Interpretations like this assessment of The Trysting Place are not without their risks. There is always a danger of taking a subjective step too far. But the Encounters exhibit shows that risks are worth taking. By focusing on the ways that cultural dialog and interaction are expanding and modifying our ideas about art, the exhibit fosters a sense of time and creativity that is universal.
Encounters also highlights the role of the individual creator. This is an important point. For all of the vast range of media available in the arts today, the artist is still the primary agent for articulating new insights and promoting cultural change.
A case in point is the American sculptor David Smith (1906-1965). On display in the Encounters exhibit is Smith’s Painted Landscape (The Love Letter). This beautiful, mystifying sculpture, created in welded steel, dates to 1950. The same year, Smith produced another work, similar in name, theme and material. This was The Letter, regarded as an important transitional work, made before Smith channeled his energies into the statue-sized Tanktotem series.
Both of Smith’s Letters are tableau style works, arrays of personal symbols. In the case of Painted Landscape (The Love Letter) the title is likely a reference to Smith’s early career as a painter and to his belief that sculpture could help realize the aims of painting to a greater degree. The conception of a sculptor, Smith declared, “is as free as that of the painter. His wealth of response is as great as his draftsmanship.”
According to the legend of Smith’s career, he changed artistic gears during the early 1950’s, “going big.” He bought a ton of boiler plate and scrap iron and increased the scale of his sculptures from inches to feet.
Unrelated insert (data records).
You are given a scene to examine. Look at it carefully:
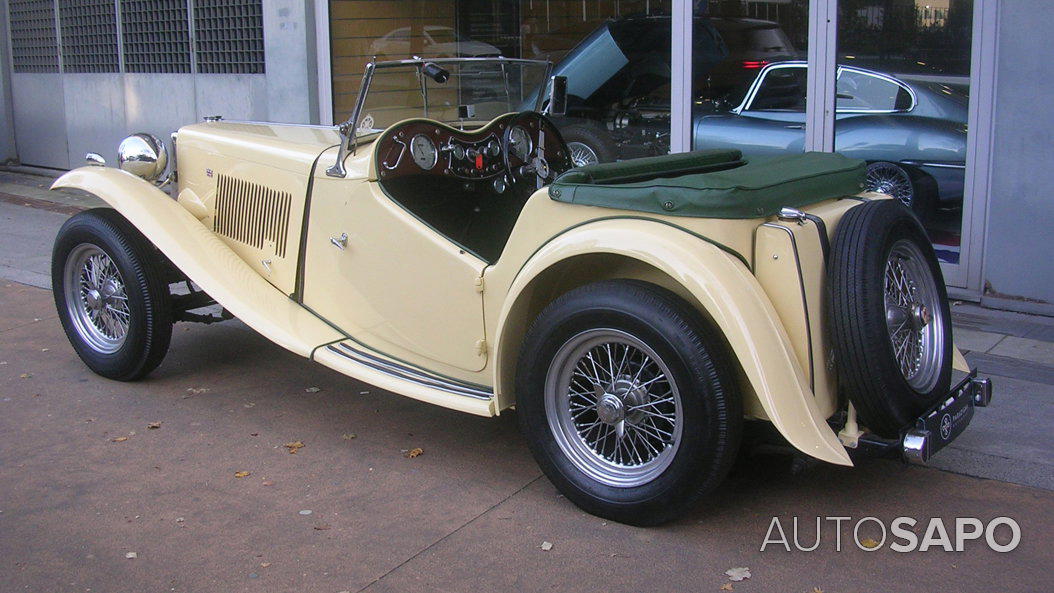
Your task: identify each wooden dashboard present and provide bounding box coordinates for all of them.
[375,114,566,181]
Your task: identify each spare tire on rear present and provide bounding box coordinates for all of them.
[827,200,952,437]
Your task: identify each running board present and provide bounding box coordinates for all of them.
[313,341,497,416]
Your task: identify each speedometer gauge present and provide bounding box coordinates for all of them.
[410,134,437,171]
[509,125,533,161]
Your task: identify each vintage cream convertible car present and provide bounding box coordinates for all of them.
[53,58,991,525]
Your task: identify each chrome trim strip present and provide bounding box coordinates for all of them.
[326,341,494,400]
[731,60,919,115]
[900,160,967,170]
[762,222,816,396]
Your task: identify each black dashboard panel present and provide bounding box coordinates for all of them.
[376,115,512,180]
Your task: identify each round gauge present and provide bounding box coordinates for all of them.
[410,134,437,171]
[509,125,533,161]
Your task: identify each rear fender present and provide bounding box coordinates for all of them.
[494,219,853,466]
[52,166,341,356]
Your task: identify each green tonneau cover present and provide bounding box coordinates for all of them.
[549,151,864,218]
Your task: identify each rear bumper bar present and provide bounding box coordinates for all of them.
[901,370,992,464]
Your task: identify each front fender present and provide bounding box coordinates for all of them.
[52,166,341,356]
[494,219,853,466]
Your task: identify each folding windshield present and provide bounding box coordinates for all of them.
[355,58,549,136]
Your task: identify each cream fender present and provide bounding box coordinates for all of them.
[494,219,853,466]
[52,166,344,357]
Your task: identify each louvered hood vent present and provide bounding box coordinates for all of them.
[213,175,292,257]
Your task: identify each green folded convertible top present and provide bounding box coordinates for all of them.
[549,151,865,218]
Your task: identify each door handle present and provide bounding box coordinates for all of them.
[330,233,348,251]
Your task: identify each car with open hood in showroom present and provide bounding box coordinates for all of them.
[554,16,968,221]
[52,57,991,525]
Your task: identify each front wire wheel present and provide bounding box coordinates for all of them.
[63,243,132,354]
[545,328,684,487]
[52,209,172,381]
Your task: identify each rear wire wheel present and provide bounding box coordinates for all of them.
[516,280,743,526]
[827,200,953,438]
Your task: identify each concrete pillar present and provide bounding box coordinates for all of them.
[0,2,18,164]
[264,0,318,123]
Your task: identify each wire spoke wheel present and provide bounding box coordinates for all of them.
[63,243,132,354]
[864,162,915,206]
[545,329,683,488]
[884,239,946,393]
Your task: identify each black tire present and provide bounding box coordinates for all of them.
[864,161,937,224]
[52,209,173,381]
[827,200,952,438]
[560,123,619,166]
[516,281,743,526]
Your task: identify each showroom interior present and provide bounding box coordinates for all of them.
[0,0,1054,315]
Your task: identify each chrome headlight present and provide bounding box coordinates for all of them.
[117,133,169,181]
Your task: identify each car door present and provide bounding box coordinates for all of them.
[302,172,487,372]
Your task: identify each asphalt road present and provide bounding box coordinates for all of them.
[0,198,1054,593]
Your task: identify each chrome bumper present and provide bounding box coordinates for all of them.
[901,370,992,466]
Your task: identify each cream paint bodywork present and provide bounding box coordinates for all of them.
[52,166,341,356]
[55,118,964,464]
Having worked during World War II building locomotives and tanks, Smith brought a welder’s torch and hard-edged industrial methods to an artistic discipline rooted in the time-honored technique of casting from molds.
“What associations the metal possesses,” Smith declared, “are those of this century: power, structure, movement, progress, suspension, destruction, brutality.”
Smith transformed tightly articulated table top pieces like Painted Landscape (The Love Letter) into works like Hudson River Landscape and Australia, both dating to 1951. These amazing welded sculptures seemed to float on air. A year later, he set to work on the Tanktotem series. The intimate scale of The Letter and Painted Landscape (The Love Letter) appeared to be a thing of the past.
As if to contradict all the text book explanations concerning the trajectory of Smith’s later career, the Princeton exhibition presents a work that reveals his continuing devotion to the human scale in art. At the very height of the production of the Tanktotem series, he produced a major series of calligraphic brush and ink works on paper. Smith was fascinated with Chinese and Japanese painting and calligraphy, examples of which are on display in the exhibition.
The effect of viewing Smith’s brush and ink Untitled, from 1957, and the late 15th–early 16th century hand scroll by the Ming era artist, Zhu Yunming, is startling. It takes but a few brief moments of comparison – and a double take or two – for all the scholarly definitions on art, timelines and analysis to fall away. The dialog between two great artists begins anew. And the museum visitor, thanks to this splendid, unconventional exhibition, is positively encouraged to join in.
Appearing at the Princeton University Art Museum, July 14, 2012 – September 23, 2012, Princeton, NJ (609-258-3788). The Museum is located on the Princeton University campus a short walk from Nassau Street in downtown Princeton.